SERB Women Excellence Awardee’s work has potential to discover resistance-free membrane-centric drugs for infectious diseases
Dr.Shobhna Kapoor, Assistant Professor at IIT Bombay who’s study of roles played by lipids in infectious diseases at molecular level and inventorying the pathogenic lipid-induced effects in host cell membrane properties, has tremendous potential to discover and design resistance-free membrane-centric drugs/drug targets for infectious diseases has received the SERB Women Excellence Award for 2021. Lipids are molecules that contain hydrocarbons and make up the building blocks of the structure and function of living cells. Examples of lipids include fats, oils, waxes, certain vitamins (such as A, D, E and K), hormones and most of the cell membrane that is not made up of protein.
The award instituted by Science and Engineering Research Board (SERB), Department of Science and Technology (DST), recognises and rewards outstanding research achievements of young women scientists in frontier areas of Science and Engineering.
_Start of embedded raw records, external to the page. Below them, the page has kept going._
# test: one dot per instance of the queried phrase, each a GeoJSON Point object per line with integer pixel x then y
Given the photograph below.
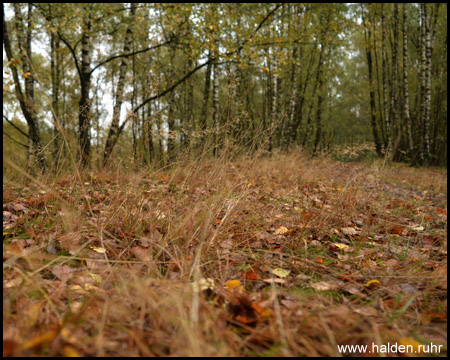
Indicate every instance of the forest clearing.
{"type": "Point", "coordinates": [224, 179]}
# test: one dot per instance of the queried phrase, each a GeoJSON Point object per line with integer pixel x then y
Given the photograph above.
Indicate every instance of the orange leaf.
{"type": "Point", "coordinates": [398, 229]}
{"type": "Point", "coordinates": [250, 275]}
{"type": "Point", "coordinates": [47, 337]}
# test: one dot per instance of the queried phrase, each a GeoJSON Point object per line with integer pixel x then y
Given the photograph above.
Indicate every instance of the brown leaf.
{"type": "Point", "coordinates": [63, 272]}
{"type": "Point", "coordinates": [141, 253]}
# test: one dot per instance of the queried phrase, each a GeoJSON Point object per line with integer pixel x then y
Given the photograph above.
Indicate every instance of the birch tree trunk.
{"type": "Point", "coordinates": [114, 129]}
{"type": "Point", "coordinates": [405, 82]}
{"type": "Point", "coordinates": [215, 113]}
{"type": "Point", "coordinates": [26, 101]}
{"type": "Point", "coordinates": [388, 145]}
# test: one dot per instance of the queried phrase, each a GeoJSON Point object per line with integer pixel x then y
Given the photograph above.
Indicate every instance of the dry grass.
{"type": "Point", "coordinates": [104, 264]}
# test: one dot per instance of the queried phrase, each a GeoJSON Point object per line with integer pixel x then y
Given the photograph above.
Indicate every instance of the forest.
{"type": "Point", "coordinates": [224, 179]}
{"type": "Point", "coordinates": [148, 82]}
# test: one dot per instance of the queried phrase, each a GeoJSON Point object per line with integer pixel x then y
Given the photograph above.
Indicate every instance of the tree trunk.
{"type": "Point", "coordinates": [405, 82]}
{"type": "Point", "coordinates": [319, 80]}
{"type": "Point", "coordinates": [203, 119]}
{"type": "Point", "coordinates": [215, 113]}
{"type": "Point", "coordinates": [114, 129]}
{"type": "Point", "coordinates": [373, 120]}
{"type": "Point", "coordinates": [388, 144]}
{"type": "Point", "coordinates": [396, 133]}
{"type": "Point", "coordinates": [35, 151]}
{"type": "Point", "coordinates": [427, 100]}
{"type": "Point", "coordinates": [84, 105]}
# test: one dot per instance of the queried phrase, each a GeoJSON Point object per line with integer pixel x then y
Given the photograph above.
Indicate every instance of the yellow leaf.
{"type": "Point", "coordinates": [203, 284]}
{"type": "Point", "coordinates": [97, 249]}
{"type": "Point", "coordinates": [341, 246]}
{"type": "Point", "coordinates": [281, 272]}
{"type": "Point", "coordinates": [97, 278]}
{"type": "Point", "coordinates": [281, 230]}
{"type": "Point", "coordinates": [372, 283]}
{"type": "Point", "coordinates": [48, 336]}
{"type": "Point", "coordinates": [416, 345]}
{"type": "Point", "coordinates": [69, 351]}
{"type": "Point", "coordinates": [232, 284]}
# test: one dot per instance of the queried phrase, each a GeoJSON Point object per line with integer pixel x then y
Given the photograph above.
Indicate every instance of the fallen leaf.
{"type": "Point", "coordinates": [250, 275]}
{"type": "Point", "coordinates": [63, 272]}
{"type": "Point", "coordinates": [324, 286]}
{"type": "Point", "coordinates": [417, 228]}
{"type": "Point", "coordinates": [399, 230]}
{"type": "Point", "coordinates": [372, 283]}
{"type": "Point", "coordinates": [276, 281]}
{"type": "Point", "coordinates": [408, 341]}
{"type": "Point", "coordinates": [366, 311]}
{"type": "Point", "coordinates": [231, 284]}
{"type": "Point", "coordinates": [348, 231]}
{"type": "Point", "coordinates": [281, 231]}
{"type": "Point", "coordinates": [12, 283]}
{"type": "Point", "coordinates": [99, 250]}
{"type": "Point", "coordinates": [70, 351]}
{"type": "Point", "coordinates": [45, 338]}
{"type": "Point", "coordinates": [141, 253]}
{"type": "Point", "coordinates": [203, 284]}
{"type": "Point", "coordinates": [341, 246]}
{"type": "Point", "coordinates": [391, 263]}
{"type": "Point", "coordinates": [281, 272]}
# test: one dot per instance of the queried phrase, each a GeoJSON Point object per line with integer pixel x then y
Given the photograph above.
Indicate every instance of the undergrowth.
{"type": "Point", "coordinates": [269, 256]}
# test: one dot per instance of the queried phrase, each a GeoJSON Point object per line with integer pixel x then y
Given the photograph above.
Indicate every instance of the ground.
{"type": "Point", "coordinates": [279, 256]}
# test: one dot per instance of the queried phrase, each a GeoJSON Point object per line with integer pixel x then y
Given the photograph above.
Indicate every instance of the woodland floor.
{"type": "Point", "coordinates": [281, 256]}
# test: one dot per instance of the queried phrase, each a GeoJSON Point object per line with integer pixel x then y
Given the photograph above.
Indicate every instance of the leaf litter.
{"type": "Point", "coordinates": [284, 256]}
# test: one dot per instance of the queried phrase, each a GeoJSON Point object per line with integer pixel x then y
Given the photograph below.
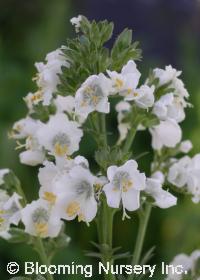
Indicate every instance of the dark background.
{"type": "Point", "coordinates": [169, 33]}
Dr.Shobhna Kapoor’s work at the interface of physical and life sciences inspires the development of lipid chemical tools for probing fundamental problems in biology by leveraging the physical chemistry modules that dictate membrane structure and function.
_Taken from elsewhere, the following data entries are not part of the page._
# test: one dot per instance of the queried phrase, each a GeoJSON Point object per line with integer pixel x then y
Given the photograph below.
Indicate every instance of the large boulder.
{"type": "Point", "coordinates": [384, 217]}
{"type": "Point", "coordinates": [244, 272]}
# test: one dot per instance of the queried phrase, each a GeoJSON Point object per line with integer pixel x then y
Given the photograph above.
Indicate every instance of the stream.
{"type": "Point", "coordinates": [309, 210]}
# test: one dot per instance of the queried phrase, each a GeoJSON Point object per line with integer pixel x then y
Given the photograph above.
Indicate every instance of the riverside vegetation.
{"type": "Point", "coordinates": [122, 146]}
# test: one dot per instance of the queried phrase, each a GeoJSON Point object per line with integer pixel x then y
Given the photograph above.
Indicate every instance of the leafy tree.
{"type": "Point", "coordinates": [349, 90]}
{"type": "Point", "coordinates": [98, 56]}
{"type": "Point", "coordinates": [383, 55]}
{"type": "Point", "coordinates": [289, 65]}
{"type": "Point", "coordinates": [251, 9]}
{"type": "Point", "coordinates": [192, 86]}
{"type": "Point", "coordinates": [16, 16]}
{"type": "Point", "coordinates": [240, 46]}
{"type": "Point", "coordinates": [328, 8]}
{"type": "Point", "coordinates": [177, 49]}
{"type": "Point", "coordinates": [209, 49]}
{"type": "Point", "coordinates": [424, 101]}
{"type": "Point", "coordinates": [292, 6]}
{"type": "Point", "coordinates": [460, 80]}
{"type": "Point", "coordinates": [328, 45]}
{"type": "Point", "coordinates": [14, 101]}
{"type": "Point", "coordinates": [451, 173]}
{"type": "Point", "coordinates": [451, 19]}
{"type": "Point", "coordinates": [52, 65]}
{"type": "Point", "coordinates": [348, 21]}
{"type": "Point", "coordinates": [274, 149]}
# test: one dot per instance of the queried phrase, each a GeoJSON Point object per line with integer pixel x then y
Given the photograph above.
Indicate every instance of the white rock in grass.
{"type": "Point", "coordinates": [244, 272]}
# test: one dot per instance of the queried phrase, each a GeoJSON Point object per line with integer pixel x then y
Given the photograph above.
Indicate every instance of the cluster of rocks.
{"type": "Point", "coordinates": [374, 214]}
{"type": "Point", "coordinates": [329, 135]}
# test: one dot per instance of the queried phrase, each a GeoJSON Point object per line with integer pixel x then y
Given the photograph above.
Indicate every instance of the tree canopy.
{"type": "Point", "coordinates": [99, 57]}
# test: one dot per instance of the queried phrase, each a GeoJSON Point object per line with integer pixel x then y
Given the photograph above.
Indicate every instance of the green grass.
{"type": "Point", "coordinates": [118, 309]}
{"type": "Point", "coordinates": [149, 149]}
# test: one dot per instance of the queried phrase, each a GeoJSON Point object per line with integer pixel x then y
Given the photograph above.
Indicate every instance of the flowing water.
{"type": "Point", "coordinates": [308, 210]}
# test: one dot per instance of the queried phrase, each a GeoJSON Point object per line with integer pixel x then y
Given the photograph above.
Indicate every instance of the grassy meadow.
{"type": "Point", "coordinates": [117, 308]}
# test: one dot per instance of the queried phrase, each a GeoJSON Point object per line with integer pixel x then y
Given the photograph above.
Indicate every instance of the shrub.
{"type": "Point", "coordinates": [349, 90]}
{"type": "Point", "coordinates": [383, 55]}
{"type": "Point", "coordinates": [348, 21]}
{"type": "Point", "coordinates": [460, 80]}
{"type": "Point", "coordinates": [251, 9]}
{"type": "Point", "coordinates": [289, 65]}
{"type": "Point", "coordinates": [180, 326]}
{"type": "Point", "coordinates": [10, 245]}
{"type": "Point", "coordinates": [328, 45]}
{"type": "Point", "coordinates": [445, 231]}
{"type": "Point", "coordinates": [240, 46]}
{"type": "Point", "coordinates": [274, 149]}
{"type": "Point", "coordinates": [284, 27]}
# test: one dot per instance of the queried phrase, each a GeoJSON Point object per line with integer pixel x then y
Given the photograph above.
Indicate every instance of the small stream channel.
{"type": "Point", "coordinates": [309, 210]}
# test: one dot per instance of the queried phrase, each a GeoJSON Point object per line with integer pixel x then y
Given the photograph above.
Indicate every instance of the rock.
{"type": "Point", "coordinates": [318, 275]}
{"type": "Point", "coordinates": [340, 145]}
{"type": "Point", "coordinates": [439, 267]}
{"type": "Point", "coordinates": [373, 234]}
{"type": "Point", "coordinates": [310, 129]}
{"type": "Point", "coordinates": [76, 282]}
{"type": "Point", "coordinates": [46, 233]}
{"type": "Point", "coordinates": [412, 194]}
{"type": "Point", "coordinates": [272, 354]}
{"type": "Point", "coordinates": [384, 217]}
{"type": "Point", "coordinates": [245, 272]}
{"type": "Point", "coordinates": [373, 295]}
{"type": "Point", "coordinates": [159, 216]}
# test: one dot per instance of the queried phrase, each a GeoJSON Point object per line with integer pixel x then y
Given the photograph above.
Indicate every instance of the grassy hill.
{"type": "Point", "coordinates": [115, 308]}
Pathogens, including Mycobacterium Tuberculosis that causes Tuberculosis, and SARs-COV-2 that causes COVID-19, have evolved to use their lipids to modify processes in the host cell during infection as well to mitigate action of drugs. These observations bring biomembranes to the forefront for developing novel anti-infective strategies that rely on affecting membrane structure and function, which has rarely been investigated. This is the major focus of Dr. Shobhna’s research.
The recent SARS-CoV-2 pandemic has created a massive push to develop effective anti-infective therapies against this and future viral and bacterial pandemics. An exciting paradigm for broad-spectrum, anti-infective intervention relies on targeting the lipid membrane, which is currently being pursued in her group.
Using structurally diverse pathogenic lipids from mycobacterium tuberculosis (Mtb) as chemical biology tools, her group has investigated the correlation between host lipid membrane structural modification and modulation of membrane-associated signaling.Their work has substantiated the host cell membrane insertion and modification of cellular immune processes as a previously unknown mode of action of virulent Mtb lipids, wherein Mtb can fine-tune its interaction with the host governed by the nature of its exposed lipids. Their output provides avenues for developing lipid-centric therapeutic approaches against mycobacteria and other infectious agents, which up till now remained unexplored. In future, Dr. Shobhna seeks to validate the viral and bacterial membrane as novel drug targets and screening platforms for drug action.